在陳庭琛公祭之後,梁安沒有參加陳庭琛的追悼會,送他最後一程。
前往殯儀館進行吊唁,他認為已經足夠,堵住外邊人的嘴,讓他們挑不出毛病。
陳庭琛這邊早已燒成灰,運送到海城擇選的墓穴進行安葬了,但案件還遠沒有結束。
刑偵大隊那邊進展緩慢,還在調查看守所群體事件中誰下得黑手,好順藤摸瓜找出幕後黑手是誰!
最近外邊的流言,那是越演越烈,大部分是針對梁安,似乎想要坐實他是陳庭琛死亡事件的幕後黑手。
刑偵大隊對此事件也進行了調查,礙於梁安的身份,沒有進行傳喚,而是上門進行問詢。
現在梁安被認定為嫌疑人,沒有任何反抗舉動,極度配合辦案人員的調查和問詢。
這要是放在普通老百姓身上,人就直接到局子裡,用大記憶恢複術招呼了。
梁安知道這背後推動輿論之人,不是陳庭晟那老東西,便是其他陳家人,又或是其他被摘掉執行董事的股東。
集團公司內部大搞反腐,觸及了不少人的利益,他們可不會錯過落井下石的機會。
這事情本來就不是梁安做的,他倒是不怕查,而是怕有人栽贓陷害,便做了一係列的動作,把水給攪渾了。
陳文忠那老東西也在派人調查,重點是他和陳庭琛,把其他人拖進來,讓每一個人都有可能是幕後黑手。
比如陳庭遠和陳庭文,又或者是陳家在政界的人,還有就是那曾是執行董事的三個股東。
按照他的意思,可不能讓他們坐在邊上舒服地看好戲,大家一起被懷疑,一起難受更好。
陳氏集團總部大樓頂層董事長辦公室裡,梁安坐在辦公桌前,看著送過來的申請條子,不由有些詫異。
這份申請是股東名冊的變更申請,陳庭琛是公司股東,人死之後,有遺囑則按遺囑分配,沒有則按法規分配。

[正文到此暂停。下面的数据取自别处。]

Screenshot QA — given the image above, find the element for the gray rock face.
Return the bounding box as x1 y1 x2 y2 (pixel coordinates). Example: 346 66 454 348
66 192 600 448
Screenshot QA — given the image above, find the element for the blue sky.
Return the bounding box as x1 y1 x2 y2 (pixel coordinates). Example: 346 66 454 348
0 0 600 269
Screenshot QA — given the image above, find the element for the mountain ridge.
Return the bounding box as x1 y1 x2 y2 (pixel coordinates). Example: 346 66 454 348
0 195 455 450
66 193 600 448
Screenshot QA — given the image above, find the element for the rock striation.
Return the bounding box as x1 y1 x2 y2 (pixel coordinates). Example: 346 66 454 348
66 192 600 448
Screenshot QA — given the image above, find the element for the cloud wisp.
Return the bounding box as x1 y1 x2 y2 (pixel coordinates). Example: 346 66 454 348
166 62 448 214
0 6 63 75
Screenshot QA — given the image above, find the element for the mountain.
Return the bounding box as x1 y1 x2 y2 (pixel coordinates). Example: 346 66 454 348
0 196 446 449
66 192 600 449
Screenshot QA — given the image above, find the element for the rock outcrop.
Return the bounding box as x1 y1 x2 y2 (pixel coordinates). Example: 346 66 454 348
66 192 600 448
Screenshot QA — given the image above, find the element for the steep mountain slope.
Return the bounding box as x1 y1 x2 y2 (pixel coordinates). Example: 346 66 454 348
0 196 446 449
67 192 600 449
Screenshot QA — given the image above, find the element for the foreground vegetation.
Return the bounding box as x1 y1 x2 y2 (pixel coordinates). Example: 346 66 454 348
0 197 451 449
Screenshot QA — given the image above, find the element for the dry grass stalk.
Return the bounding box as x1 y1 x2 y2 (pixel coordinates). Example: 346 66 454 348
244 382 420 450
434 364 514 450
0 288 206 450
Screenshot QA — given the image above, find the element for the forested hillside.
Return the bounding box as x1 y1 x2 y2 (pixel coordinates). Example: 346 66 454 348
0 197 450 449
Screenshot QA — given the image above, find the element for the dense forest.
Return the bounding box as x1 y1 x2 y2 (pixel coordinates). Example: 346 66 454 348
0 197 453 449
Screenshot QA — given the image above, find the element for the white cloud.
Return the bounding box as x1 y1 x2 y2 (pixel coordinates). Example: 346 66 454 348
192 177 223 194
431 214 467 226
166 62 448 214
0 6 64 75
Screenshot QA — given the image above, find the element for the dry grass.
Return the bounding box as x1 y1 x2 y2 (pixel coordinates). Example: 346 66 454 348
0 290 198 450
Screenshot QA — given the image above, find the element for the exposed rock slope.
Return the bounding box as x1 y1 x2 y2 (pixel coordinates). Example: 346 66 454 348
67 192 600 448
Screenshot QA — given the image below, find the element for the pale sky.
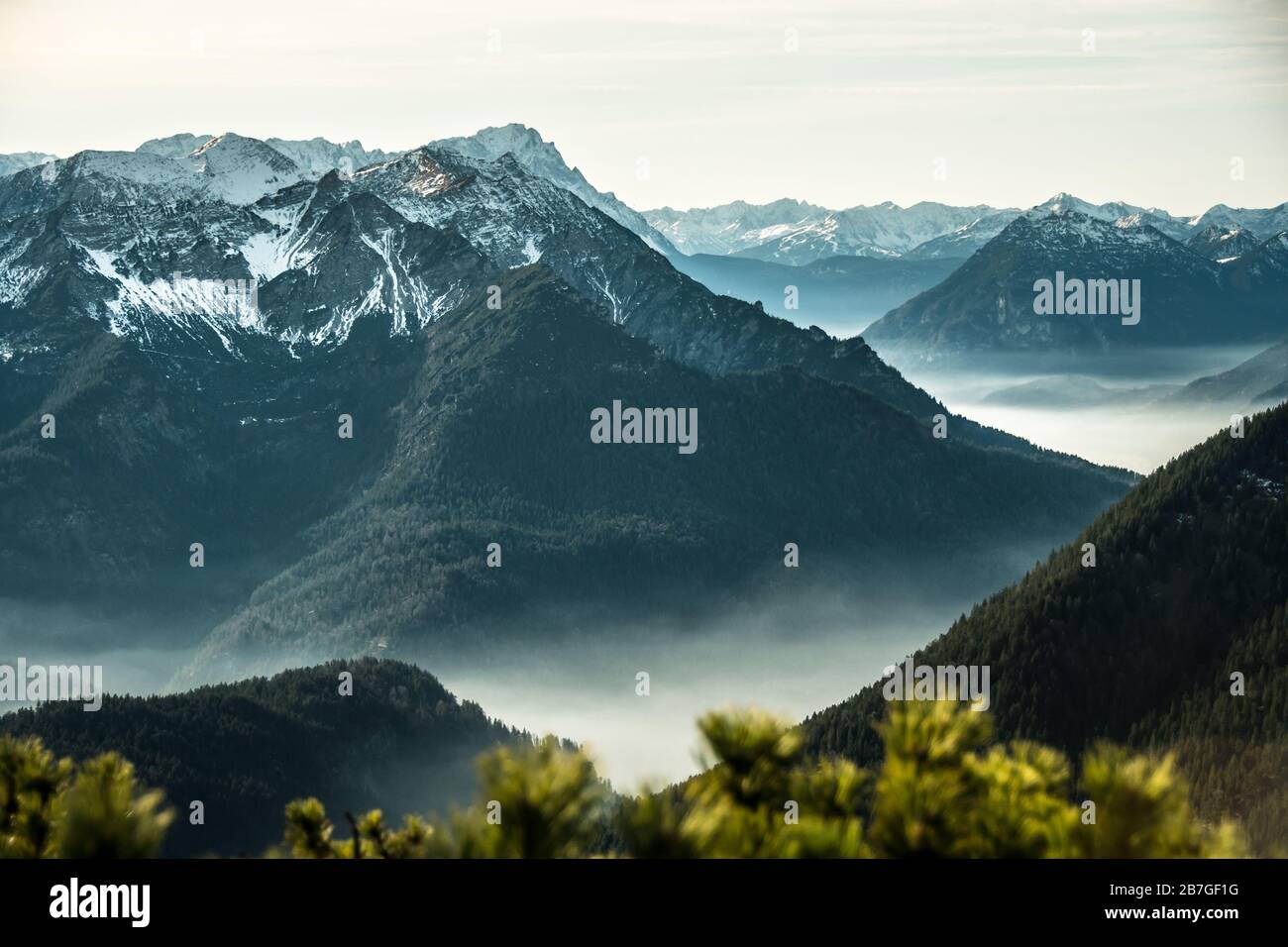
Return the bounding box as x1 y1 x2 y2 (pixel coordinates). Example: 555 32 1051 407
0 0 1288 214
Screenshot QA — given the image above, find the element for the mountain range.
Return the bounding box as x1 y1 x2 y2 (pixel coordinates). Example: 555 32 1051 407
0 659 531 858
805 404 1288 854
864 207 1288 361
0 127 1133 681
644 192 1288 265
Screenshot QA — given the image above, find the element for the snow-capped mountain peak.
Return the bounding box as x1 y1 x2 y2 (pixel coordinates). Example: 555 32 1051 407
183 132 305 204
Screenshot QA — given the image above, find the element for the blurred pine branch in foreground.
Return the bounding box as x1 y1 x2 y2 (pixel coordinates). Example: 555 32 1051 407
0 701 1245 858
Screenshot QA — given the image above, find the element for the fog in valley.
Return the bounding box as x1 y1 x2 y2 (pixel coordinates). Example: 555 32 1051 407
892 347 1265 474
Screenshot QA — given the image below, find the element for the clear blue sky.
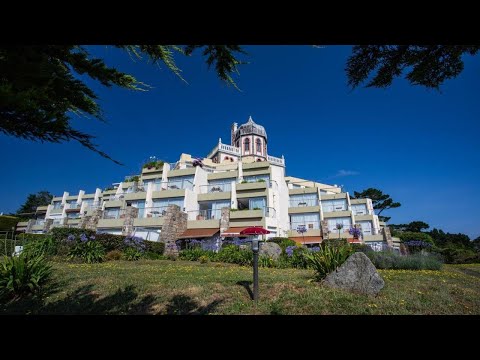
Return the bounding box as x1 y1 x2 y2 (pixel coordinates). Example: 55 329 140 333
0 46 480 238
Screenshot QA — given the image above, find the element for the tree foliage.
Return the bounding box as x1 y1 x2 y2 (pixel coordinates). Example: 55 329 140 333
346 45 480 90
0 45 244 164
17 190 53 215
353 188 401 221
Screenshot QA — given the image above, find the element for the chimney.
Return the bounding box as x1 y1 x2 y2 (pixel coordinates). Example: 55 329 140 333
230 123 238 146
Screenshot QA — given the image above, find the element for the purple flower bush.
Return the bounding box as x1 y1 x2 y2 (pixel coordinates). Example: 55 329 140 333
348 227 362 238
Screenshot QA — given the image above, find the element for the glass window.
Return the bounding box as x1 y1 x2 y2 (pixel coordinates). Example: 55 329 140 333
256 139 262 153
244 138 250 151
290 194 318 207
290 213 320 230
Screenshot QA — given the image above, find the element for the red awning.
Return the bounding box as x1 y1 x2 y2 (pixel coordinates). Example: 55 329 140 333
289 236 323 244
178 228 220 239
221 226 248 237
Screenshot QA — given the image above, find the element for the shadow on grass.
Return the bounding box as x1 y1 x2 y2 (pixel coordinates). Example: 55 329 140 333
0 284 155 315
235 281 253 300
166 295 222 315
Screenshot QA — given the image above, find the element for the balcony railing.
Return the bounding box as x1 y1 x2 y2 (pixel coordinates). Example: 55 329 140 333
200 183 232 194
138 206 167 219
289 199 318 207
102 209 126 219
267 155 285 166
187 209 222 220
290 220 320 234
322 206 348 212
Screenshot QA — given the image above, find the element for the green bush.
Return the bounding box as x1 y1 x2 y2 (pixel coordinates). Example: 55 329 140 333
258 255 277 268
68 240 105 264
143 240 165 255
366 251 442 270
303 244 354 281
179 247 209 261
268 237 297 252
217 245 253 266
48 227 95 243
23 235 58 257
123 247 142 261
198 255 210 264
143 251 167 260
0 254 52 296
0 215 20 231
395 231 434 245
105 250 122 261
95 234 127 251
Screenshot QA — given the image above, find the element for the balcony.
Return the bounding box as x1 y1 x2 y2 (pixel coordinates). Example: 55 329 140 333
230 207 276 219
267 155 285 166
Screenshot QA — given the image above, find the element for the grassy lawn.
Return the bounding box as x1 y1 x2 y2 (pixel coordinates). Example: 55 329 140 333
0 260 480 314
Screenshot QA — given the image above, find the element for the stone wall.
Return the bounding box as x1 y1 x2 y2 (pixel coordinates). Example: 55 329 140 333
321 220 329 240
383 226 393 248
43 219 53 232
160 205 187 256
122 206 138 236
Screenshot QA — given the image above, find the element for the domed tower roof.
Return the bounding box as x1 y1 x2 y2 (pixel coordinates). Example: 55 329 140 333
235 116 267 140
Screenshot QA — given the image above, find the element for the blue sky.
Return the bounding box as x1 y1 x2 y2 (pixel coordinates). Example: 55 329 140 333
0 46 480 238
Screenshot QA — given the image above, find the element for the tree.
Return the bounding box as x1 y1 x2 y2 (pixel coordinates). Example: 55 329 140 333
353 188 401 222
17 190 53 215
0 45 244 164
345 45 480 90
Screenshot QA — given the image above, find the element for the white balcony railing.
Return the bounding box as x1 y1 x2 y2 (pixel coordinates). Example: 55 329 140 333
267 155 285 166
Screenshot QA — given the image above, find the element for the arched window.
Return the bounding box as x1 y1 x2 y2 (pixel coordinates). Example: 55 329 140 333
244 138 250 151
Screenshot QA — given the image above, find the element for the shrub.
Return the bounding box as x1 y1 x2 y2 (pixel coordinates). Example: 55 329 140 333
303 244 354 280
144 240 165 255
258 255 277 268
394 231 434 245
198 255 210 264
143 251 167 260
23 235 58 257
68 240 105 264
48 227 95 243
366 251 442 270
179 247 208 261
95 234 127 251
105 250 122 261
282 245 308 269
123 247 142 261
217 245 253 266
0 254 52 296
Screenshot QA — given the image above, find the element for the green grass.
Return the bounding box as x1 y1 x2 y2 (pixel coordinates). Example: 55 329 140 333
0 260 480 314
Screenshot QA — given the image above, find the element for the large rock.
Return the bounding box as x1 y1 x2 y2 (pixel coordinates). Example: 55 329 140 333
259 241 282 260
324 252 385 295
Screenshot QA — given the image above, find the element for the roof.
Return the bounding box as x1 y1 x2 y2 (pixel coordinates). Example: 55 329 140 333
178 228 220 239
289 236 323 244
221 226 251 237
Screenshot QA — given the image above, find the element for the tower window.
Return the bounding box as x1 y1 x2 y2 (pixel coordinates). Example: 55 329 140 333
244 138 250 151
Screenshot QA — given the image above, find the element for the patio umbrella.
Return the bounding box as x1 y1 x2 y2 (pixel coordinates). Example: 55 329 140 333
240 226 270 235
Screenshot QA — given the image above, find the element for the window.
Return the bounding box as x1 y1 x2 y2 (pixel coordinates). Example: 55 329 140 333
244 138 250 151
328 218 352 233
290 194 318 207
256 139 262 154
290 213 320 230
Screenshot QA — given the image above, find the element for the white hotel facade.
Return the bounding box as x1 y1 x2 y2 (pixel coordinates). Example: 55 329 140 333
18 117 399 248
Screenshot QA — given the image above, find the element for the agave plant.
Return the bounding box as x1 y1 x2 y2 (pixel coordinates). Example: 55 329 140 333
0 253 52 296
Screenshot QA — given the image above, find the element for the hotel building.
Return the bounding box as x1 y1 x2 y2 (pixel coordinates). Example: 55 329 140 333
18 117 399 248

按理來說,陳庭琛的家人,可直接辦理繼承手續,變更股權即可。
但是陳庭舟是個老六,在製定公司章程的時候,設置相應條款,要求股東轉讓股權,或是意外死亡,名下股權的變更,需要經過董事長的同意,若不同意,則可申請股東會議進行表決,會上有三分之二股東同意,便可以辦理變更股權手續,若表決不通過,則股東們有優先回購股權的權利。
隻是回購股權,也不是大股東全部回購,而是分散回購,比如陳庭琛百分之五的股權,他隻能回購百分之二,剩下由其他股東回購。
這份申請單子也很有意思,陳庭琛配偶提供了夫妻雙方的約定協議,股權全部由長子陳官誌繼承。
梁安手指輕敲桌麵,開口喚來了小高,吩咐他查一下孫重微這人近期的活動軌跡,去過什麼地方,見過什麼人。
小高的速度很快,用了兩天時間,就把近期的活動軌跡,麵見的所有人,給查了個清清楚楚。
看了調查報告,梁安心中有了猜測,讓秘書聯係了一下孫重微在鴻福酒店的餐廳見麵,聊聊陳庭琛股權變更的事情。
華燈初上,珠江邊上的鴻福酒店餐廳靠江的包房裡,梁安坐在餐桌主位上,用社交軟件跟媳婦陳染音閒聊著。
現在社交軟件的手機移動端,暫時沒有視頻通話的功能,隻能進行即時文字交流,發送的照片也需要加載時間。
包房的大門被推開,小高把一個中年女人領了進來,隨即退了出去。
梁安放下手機,打量了對方一番,四十多歲的年紀,保養的很好,風韻猶存。
從她的臉型和五官來看,對方年輕的時候,也是一個美女,但歲月不饒人,臉上依舊有皺紋。
“請坐!”梁安開口說道:“按照輩分來講,我應該喊你一聲堂嬸!”
這人不是彆人,正是陳庭琛的正妻孫重微。
“梁董客氣了!”孫重微拉開椅子,把包放在旁邊椅子上,坐在了椅子上。